“Fear of flying” is a bit of a misnomer. It’s usually not a fear of flying itself, but of what may go wrong once you’re up there. After all, you’re thousands of feet in the air, in a giant metallic capsule, hurtling through the sky at 500 miles per hour, at the mercy of the elements. Despite all that, you might even forget you’re on a plane at all if not for one annoying (or terrifying) reminder: turbulence.
It feels like the plane is bouncing over a pothole-riddled road. But instead of cursing your city’s public works department, you’re gripping the seat in front of you and holding on for dear life. We all know turbulence is a common part of flying and mostly harmless, but that doesn’t always suppress the visceral gut response of “oh my God, this is it, we’re going down.” On a recent Air Canada flight to Australia, severe turbulence even injured over 30 passengers.
So—is turbulence dangerous? Is the mild heart attack you have every time the plane hits a nasty bump actually justified? We spoke to Mark Baier, CEO and aviation expert at AviationManuals, to get answers to all your turbulence-related questions.
Matador: What exactly is turbulence?
Mark Baier: Turbulence is an area of disturbed air through which an aircraft is flying. When an aircraft wing passes through this disturbed air, it generates inconsistent lift, so that is what commonly causes the “bumpy ride” passengers experience on an airplane.
Some of the most common sources of turbulence are wind shear, the jet stream, weather such as thunderstorms or areas where cold and warm fronts meet, as well as mountains, which can push air up or down.
How can pilots predict turbulence in advance?
Turbulence is hard to predict, but the aviation industry has set up several tools to help pilots better identify potential areas of turbulence. Along with weather forecast sources, the National Oceanic and Atmospheric Administration (NOAA) Aviation Weather Center produces and collects weather reports, forecasts, and pilot reports (information submitted by pilots encountering turbulence), which when put together can help identify the presence of turbulent conditions.
Are there different categories of turbulence? What are they?

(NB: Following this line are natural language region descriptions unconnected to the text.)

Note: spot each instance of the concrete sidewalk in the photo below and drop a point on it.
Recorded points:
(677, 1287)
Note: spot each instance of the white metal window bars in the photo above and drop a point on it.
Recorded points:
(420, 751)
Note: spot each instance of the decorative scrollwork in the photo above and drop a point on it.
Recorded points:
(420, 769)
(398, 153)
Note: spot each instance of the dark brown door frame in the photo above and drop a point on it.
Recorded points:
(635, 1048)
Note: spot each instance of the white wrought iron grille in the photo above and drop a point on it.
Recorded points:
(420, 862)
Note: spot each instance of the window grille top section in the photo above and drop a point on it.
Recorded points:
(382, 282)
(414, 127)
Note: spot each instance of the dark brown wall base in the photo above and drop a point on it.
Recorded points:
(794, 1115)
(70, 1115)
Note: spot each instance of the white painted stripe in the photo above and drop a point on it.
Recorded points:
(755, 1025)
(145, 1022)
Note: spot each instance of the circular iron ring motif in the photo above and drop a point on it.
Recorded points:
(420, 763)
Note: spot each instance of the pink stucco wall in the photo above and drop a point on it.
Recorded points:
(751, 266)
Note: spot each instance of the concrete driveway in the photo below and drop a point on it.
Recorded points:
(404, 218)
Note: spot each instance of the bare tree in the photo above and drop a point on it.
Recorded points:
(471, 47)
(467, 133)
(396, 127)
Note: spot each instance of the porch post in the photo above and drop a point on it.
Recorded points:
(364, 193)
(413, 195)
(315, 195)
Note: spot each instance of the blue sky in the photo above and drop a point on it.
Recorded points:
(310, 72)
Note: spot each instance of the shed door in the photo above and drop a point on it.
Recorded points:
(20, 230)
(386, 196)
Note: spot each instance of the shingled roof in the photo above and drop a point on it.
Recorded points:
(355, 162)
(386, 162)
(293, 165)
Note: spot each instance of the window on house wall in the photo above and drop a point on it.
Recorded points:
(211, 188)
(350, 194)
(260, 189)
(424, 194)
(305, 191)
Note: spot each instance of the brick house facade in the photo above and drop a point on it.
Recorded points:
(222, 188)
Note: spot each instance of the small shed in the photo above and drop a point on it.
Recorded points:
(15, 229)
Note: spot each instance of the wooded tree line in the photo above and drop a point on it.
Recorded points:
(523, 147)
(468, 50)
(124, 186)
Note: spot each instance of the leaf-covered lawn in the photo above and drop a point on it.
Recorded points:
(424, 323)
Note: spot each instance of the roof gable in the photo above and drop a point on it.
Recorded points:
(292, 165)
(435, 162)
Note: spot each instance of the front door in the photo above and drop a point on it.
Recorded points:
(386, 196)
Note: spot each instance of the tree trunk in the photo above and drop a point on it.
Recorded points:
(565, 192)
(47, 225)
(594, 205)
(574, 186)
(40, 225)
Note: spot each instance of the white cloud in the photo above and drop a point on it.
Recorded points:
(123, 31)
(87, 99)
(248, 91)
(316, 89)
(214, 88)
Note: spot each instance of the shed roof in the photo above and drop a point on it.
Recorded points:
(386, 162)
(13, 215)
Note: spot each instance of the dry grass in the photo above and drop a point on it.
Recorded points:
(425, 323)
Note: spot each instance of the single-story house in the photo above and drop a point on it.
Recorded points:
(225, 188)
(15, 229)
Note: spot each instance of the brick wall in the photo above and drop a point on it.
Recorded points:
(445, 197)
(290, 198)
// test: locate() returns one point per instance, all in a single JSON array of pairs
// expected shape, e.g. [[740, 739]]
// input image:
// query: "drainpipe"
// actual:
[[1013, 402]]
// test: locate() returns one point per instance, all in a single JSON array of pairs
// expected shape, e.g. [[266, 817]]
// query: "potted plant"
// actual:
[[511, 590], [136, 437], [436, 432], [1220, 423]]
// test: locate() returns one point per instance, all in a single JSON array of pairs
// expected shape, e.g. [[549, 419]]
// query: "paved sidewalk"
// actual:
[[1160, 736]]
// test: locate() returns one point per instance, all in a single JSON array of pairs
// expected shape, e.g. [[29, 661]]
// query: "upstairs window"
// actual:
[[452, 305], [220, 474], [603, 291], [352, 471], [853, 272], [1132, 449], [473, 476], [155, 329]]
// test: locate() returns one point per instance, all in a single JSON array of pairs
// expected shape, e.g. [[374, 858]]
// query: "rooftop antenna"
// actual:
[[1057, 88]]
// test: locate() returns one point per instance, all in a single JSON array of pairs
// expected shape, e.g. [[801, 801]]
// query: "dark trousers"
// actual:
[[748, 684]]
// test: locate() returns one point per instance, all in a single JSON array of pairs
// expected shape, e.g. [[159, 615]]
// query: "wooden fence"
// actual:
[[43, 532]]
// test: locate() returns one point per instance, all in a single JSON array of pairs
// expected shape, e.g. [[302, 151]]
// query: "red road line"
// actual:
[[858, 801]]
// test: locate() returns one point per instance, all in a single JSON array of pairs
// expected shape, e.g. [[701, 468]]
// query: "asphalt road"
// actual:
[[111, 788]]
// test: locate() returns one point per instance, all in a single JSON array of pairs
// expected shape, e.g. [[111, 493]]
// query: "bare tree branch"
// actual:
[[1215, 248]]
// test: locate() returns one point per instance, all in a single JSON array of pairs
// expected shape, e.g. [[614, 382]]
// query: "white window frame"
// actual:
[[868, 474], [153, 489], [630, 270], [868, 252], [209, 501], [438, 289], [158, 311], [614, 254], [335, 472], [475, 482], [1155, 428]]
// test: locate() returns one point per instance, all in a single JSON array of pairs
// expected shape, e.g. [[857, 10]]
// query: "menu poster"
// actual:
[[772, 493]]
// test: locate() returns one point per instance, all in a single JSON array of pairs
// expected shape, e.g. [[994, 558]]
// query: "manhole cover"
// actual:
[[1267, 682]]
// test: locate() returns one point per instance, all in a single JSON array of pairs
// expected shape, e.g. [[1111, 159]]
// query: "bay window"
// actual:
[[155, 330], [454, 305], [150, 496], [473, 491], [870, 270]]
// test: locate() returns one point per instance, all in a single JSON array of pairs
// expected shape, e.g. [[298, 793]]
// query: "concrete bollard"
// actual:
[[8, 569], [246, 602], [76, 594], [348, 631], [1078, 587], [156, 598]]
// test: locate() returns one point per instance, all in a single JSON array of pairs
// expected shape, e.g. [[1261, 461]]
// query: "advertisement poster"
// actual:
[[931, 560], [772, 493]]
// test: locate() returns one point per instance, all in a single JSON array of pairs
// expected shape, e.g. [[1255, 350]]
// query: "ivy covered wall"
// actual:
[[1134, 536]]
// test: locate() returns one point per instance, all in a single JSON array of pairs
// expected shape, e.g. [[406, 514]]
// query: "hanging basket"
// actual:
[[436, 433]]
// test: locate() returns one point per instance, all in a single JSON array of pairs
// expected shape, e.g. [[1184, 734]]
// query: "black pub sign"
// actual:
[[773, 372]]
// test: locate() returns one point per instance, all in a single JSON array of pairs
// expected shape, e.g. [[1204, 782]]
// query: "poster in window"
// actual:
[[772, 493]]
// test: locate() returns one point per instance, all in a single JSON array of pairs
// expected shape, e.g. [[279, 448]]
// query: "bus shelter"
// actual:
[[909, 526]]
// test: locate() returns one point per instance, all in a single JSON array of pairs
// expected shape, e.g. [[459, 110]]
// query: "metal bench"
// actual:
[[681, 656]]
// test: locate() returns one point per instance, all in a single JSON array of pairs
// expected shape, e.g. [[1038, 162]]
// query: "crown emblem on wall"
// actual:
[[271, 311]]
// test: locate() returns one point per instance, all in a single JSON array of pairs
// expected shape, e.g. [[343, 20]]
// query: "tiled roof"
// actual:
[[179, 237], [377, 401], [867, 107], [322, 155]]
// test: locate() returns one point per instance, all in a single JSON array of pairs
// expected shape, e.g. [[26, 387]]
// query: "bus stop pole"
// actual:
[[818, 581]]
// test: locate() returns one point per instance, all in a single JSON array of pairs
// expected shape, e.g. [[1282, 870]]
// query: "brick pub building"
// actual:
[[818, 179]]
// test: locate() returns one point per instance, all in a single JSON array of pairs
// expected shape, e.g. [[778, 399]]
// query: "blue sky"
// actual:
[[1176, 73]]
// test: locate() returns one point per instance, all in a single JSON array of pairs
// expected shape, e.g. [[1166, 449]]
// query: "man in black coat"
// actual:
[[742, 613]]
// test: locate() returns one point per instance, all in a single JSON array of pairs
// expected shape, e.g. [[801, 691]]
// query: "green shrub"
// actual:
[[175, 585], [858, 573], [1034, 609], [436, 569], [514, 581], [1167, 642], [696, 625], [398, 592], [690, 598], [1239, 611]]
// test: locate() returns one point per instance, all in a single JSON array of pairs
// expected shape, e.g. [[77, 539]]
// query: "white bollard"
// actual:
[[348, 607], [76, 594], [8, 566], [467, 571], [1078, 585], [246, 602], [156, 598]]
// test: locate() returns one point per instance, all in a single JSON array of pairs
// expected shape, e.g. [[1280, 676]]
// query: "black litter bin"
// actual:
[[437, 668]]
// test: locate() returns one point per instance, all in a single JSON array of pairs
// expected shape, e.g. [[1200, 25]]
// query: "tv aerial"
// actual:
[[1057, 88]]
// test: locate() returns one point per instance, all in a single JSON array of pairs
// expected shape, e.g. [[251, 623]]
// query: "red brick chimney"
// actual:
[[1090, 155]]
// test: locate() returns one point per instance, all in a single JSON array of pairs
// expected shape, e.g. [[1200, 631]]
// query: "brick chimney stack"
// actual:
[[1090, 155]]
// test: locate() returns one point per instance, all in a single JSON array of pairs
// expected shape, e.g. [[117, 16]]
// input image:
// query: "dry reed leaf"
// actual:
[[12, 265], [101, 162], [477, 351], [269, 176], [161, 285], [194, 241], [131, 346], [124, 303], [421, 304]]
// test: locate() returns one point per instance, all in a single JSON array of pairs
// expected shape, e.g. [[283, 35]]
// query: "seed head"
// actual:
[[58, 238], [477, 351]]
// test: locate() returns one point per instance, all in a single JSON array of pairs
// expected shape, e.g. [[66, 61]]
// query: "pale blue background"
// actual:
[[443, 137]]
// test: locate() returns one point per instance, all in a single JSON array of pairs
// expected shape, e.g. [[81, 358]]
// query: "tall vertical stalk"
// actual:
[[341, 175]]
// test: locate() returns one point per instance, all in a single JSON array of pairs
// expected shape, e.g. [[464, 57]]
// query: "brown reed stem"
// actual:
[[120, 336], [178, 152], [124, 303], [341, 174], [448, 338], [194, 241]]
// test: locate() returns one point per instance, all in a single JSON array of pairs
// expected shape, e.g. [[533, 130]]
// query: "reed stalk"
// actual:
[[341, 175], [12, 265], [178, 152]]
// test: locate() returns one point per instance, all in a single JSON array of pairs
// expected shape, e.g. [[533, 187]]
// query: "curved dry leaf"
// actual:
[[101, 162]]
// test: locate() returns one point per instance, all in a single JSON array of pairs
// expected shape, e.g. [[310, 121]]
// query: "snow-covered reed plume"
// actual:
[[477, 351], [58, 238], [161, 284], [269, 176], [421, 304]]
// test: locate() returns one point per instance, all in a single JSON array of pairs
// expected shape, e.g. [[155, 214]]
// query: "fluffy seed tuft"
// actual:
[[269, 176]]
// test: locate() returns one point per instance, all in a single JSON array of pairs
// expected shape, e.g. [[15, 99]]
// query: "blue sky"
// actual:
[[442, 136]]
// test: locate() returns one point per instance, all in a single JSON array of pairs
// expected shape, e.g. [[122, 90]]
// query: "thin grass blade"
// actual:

Turbulence classification is categorized by intensity and is described as light, moderate, severe, or extreme. The intensity is generally determined by the pilots encountering it based on standardized criteria describing the effect of the turbulence on the aircraft.
Can turbulence actually cause passengers serious harm?
Injury due to turbulence does happen, but it is not generally the turbulence itself. Injuries usually happen because unsecured items in an aircraft hit passengers, or an unbuckled passenger is thrown out of their seat and hits something in the cabin. Even so, serious harm is still rare. The National Transportation Safety Board (NTSB) has had just over 75 reports of crewmembers or passengers becoming seriously injured due to encounters with turbulence during the past 10 years.
Do seat belts actually make a difference in keeping us safe from turbulence?
Absolutely. Injuries due to turbulence are almost always associated with aircraft occupants not wearing their seatbelts at the time of encountering turbulence. It is important for passengers to follow their crew’s instructions to keep their seatbelts fastened at all times during flight, as turbulence may be encountered with little or no warning.
Do some planes handle turbulence better than others?
In general, turbulence tends to “feel” less severe in larger aircraft because of the larger wing surface area. However, that does not make them immune to it. Turbulence can be felt in all aircraft, from the small single-engine hobby plane to the gargantuan Airbus A380.
Can turbulence be powerful enough to bring down a plane?
If an aircraft is in flight at high altitude, there is generally little to no risk of turbulence bringing down a plane on its own. Even when closer to the ground, such as on approach to an airport, there is generally only one type of turbulence, namely wind shear, that in incredibly rare cases can bring down an aircraft. Pilots intentionally avoid these areas, and aircraft technology has advanced to now include tools such as wind shear detection, to further help pilots with avoidance.
Which airspaces around the world get the most turbulence?
There is no specific area of the world that sees the “most” turbulence, since turbulence is highly dependent on weather and local conditions at the time. That being said, flights operating near the jet stream (particularly during the winter months), near convective activity such as thunderstorms, and crossing cold or warm fronts are more likely to encounter turbulence.